On Thursday, Tokyo scrambled fighter jets and made a formal diplomatic protest after a Chinese maritime surveillance airplane was spotted in the territorial air space of the remote and uninhabited islands. The flight, which Tokyo’s Defense Ministry said was the first violation of Japan’s airspace by an official Chinese aircraft since at least 1958, came as China marked the 75th anniversary of the Nanjing massacre (or Rape of Nanking) -- one of the most notorious incidents in Japan’s 1937-45 invasion that is still a source of friction between Asia’s two leading powers.

In recent months, China has routinely sent surveillance ships into the territorial waters around the disputed islands, claiming the islands are part of its sovereign territory, having been wrongfully stolen by Japanese military expansions in the late 19th century. On Friday, China provided the United Nations with detailed claims to waters in the East China Sea.

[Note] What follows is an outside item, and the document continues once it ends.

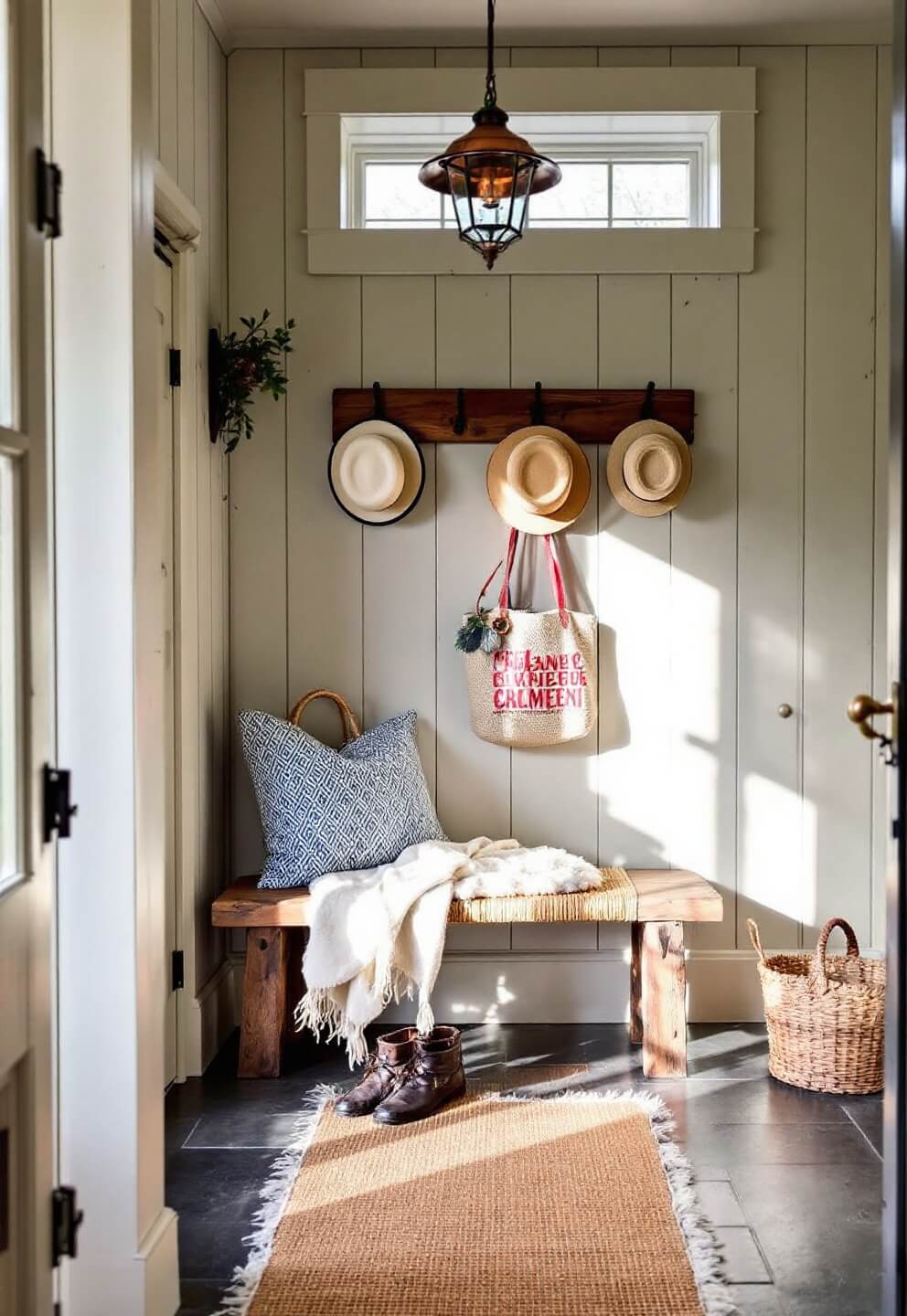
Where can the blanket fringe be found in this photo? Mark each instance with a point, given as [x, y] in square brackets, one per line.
[700, 1243]
[424, 1019]
[274, 1198]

Hours before the polls in Japan closed, Xinhua, China’s state-run news agency, was already warning about a nationalistic trend among Japan’s politicians that could worsen ties with neighbors, threatening economic relationships and regional stability.

“It is a troubling sign that some of the political parties vying for the 480 seats of Japan’s lower house of the parliament have pledged to take a tough stance on territorial disputes and boost military spending to woo rightist voters,” Xinhua said in a commentary published Sunday.

The commentary called on the incoming leadership to "devise its foreign policy with a long-term and pragmatic" view so Japan can "repair its strained ties with neighbors."

“Japan, which brought great harm and devastation to other Asian countries in the World War II, will raise further suspicions among its neighbors if the current political trend of turning right is not stopped in time,” the commentary warned. “It will be a wise move if the Japanese leaders reiterate the pacifist path adopted by the country after the Second World War and stay away from the notorious and highly controversial Yasukuni Shrine, which honored WWII war criminals among the war dead.”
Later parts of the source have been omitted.